10. Simplified AI Development: LangChain
AWS offers LangChain as a tool for developers to simplify AI development, integrate with various AWS services, and deploy LLM applications. LangChain simplifies AI development by abstracting the complexity of data source integrations and prompt refining. It ties together various components such as Amazon Bedrock, Amazon Kendra, Amazon SageMaker JumpStart, and your LLMs, enabling the building of highly accurate generative AI applications on enterprise data. LangChain serves as the interface that connects these components, making it easier for developers to set up and access generational models. This simplification of AI development allows developers to focus more on the application logic and less on the intricacies of AI model management.
Conclusion
Given the resource-intensive nature of LLMs, developers must design scalable applications that optimize AWS resources. This includes choosing appropriate instance types, managing computational resources, and employing cost-effective strategies.
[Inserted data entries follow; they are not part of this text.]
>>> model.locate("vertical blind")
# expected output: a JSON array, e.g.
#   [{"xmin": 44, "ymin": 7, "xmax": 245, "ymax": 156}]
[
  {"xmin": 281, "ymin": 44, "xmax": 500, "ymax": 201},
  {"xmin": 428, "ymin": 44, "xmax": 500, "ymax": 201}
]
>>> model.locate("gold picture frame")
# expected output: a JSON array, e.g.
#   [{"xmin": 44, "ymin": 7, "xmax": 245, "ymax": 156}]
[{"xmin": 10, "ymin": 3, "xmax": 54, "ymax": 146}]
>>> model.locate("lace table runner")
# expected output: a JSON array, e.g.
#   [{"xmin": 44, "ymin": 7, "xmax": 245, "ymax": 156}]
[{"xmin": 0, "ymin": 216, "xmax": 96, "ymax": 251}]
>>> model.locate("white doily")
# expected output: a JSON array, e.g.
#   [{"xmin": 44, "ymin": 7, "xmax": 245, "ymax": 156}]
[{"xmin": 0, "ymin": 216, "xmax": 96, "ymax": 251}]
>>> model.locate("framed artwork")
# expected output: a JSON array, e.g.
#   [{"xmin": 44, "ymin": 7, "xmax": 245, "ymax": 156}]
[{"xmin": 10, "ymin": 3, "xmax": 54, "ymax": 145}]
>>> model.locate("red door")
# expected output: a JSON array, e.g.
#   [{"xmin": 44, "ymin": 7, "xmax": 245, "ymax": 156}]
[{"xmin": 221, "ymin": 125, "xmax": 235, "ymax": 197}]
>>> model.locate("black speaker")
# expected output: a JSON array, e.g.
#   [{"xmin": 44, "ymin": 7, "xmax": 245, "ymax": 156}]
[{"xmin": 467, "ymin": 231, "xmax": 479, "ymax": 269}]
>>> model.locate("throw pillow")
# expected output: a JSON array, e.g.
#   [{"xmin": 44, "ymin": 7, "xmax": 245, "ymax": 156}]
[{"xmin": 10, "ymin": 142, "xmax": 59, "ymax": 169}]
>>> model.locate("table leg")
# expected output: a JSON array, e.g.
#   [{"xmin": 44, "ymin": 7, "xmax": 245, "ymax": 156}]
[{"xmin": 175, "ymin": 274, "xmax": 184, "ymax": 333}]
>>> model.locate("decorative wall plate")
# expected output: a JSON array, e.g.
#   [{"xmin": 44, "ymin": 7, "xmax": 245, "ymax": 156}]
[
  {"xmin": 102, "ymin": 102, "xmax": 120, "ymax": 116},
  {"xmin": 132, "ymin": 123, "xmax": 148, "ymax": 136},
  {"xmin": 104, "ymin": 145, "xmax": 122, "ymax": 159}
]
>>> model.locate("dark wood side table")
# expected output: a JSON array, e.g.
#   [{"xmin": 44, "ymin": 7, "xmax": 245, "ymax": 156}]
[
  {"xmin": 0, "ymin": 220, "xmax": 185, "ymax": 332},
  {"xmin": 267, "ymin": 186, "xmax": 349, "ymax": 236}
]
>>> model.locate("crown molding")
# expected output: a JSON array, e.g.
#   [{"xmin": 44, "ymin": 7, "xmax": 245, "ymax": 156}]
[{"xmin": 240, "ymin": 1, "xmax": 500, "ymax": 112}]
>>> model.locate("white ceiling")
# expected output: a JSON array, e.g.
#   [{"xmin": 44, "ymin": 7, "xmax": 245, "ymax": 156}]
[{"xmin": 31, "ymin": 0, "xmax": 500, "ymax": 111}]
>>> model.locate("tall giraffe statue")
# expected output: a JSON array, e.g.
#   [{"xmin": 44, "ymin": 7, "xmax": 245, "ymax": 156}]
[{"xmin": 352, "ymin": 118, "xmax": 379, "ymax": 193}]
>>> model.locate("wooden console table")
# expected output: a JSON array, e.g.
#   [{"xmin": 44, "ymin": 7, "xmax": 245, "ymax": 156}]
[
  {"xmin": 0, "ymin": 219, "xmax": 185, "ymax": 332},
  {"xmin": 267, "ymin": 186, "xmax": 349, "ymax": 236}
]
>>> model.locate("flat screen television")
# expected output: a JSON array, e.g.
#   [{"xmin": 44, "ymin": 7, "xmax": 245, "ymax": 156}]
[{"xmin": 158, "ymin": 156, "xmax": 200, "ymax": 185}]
Building LLM-based applications on AWS requires a nuanced understanding of both the LLM technology and the AWS ecosystem. Developers must consider aspects like scalability, cost, data privacy, integration with other AWS services, and the user experience. By paying attention to these considerations, developers can harness the full potential of AWS for building powerful, efficient, and effective LLM-driven applications.
As the field of LLMs continues to evolve, staying updated with the latest trends and best practices will be crucial for developers. The spate of announcements in LLM-related developments on AWS marks just the beginning of an exciting journey in the realm of AI and machine learning.
The advancements announced at AWS re:Invent in Chicago late last year represent a significant leap in the capabilities and efficiency of LLM-based applications on AWS. Developers must stay abreast of these developments, integrating these tools and considerations into their applications to harness the full potential of AWS and LLM technology.